Hi all,
For our August missive, I thought I’d write a little about some of the things I’m hearing from YOU. I have heard some variation of each of the following points from MULTIPLE clients over the last two months, so if you feel like you’re being singled out here, it couldn’t be further from the truth. And in a counter-intuitive way (perhaps a second-level thinking sort of way?), it’s the reason I believe we continue higher in the equity markets into year-end.
“Stocks are at all-time highs, we should get a pullback pretty soon.”
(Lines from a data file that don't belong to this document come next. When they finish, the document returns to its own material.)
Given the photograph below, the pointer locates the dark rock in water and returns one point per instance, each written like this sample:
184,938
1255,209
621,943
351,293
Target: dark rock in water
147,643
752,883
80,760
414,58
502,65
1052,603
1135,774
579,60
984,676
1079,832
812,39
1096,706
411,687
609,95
Yes, the S&P 500 and Nasdaq 100 are currently at all-time highs. While this is true, there’s more to the story. The largest companies in the world have done a tremendous job holding up the indexes, but the pain being felt by investors in other individual names has been strong. A quick search of Bloomberg shows the largest airline ETF has declined 26% from mid-March to mid-August. Emerging markets are down 15% since mid-February, and the epicenter of the individual stock pain has been in the crackdown of Chinese tech companies, with the index seeing greater than a 50% decline in the last six months. An index of recent IPOs is 17% off its highs and SPACs (special purpose acquisition companies), which were all the rage just several months ago, now 38% from its high. Instead of a speculative bubble, it looks to me like the average investor is starting to figure out that fundamentals matter. Last week’s all-time high in the Nasdaq was accompanied by the greatest number of new 52-week lows EVER (281). Some see this as a sign of weakness under the hood and the possibility of a future decline as the strength of the rally narrows (possible). I tend to view it as a market doing it’s job and being discerning.
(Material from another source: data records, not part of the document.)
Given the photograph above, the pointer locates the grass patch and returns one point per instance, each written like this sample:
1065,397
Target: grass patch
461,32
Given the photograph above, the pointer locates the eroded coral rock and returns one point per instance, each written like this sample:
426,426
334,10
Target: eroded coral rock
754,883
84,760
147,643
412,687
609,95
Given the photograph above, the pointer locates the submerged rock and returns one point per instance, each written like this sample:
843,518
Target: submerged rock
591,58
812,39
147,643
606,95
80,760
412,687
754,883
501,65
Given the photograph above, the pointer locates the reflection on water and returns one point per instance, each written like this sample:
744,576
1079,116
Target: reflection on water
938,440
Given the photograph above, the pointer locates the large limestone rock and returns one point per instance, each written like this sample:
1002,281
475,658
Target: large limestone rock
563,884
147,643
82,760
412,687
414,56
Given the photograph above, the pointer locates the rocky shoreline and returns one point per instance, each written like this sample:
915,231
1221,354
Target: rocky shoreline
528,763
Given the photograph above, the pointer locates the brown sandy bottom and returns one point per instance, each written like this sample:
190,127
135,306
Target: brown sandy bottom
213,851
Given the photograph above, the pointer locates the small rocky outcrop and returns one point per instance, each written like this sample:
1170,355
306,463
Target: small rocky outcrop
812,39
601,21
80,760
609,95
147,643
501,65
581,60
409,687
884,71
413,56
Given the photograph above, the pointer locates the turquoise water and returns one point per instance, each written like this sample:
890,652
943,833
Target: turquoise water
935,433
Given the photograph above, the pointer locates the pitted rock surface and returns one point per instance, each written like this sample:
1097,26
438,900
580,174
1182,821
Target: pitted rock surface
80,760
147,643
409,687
“Inflation is going to be a problem. Housing prices have gotten out of control.”
Let me show you a couple charts regarding housing.
At present the principal and interest as a % of income is the lowest in 50 years. In other words, it’s more affordable to own a home, relative to your income than at any other time in the last half century.
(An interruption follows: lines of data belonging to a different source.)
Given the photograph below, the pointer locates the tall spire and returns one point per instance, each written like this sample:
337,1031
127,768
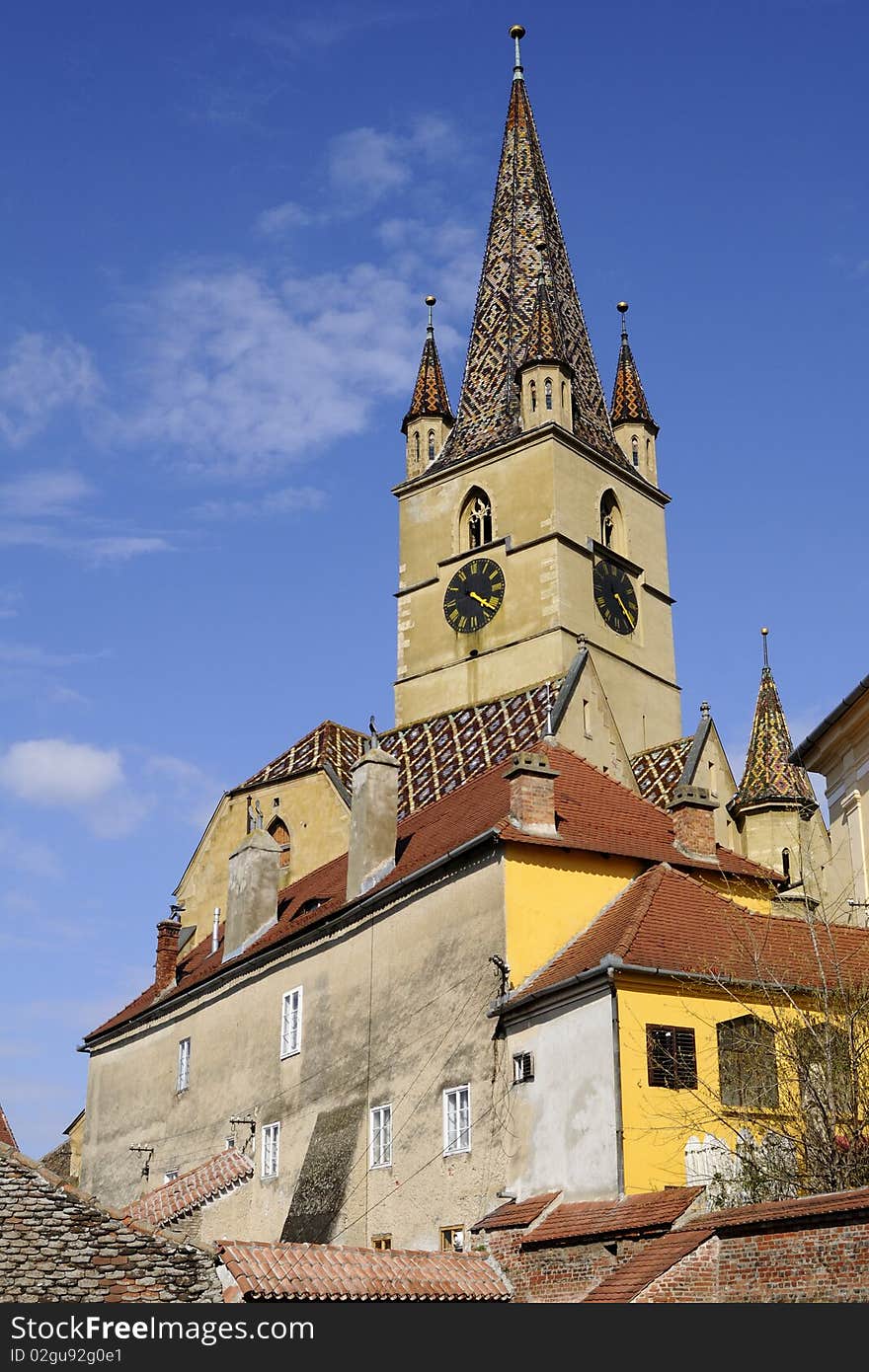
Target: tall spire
629,404
523,217
430,396
769,777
And unlike the housing crisis which thrust us into the global financial crisis, this time, it’s the best credit scores looking to own homes.
Every day, week, and month there are issues that pop up, possibly causing the derailing of the current bull market. While it’s our job to keep an eye on developing issues, I’d much rather be a student of price (what’s actually happening) instead of pontificating about future assumptions which may never come to fruition. As of right now, the trend is our friend, but the trend may change, and we stand ready to make overall changes to our model if and when that occurs. But for right now, trying to pick a top in the market is a fool’s errand.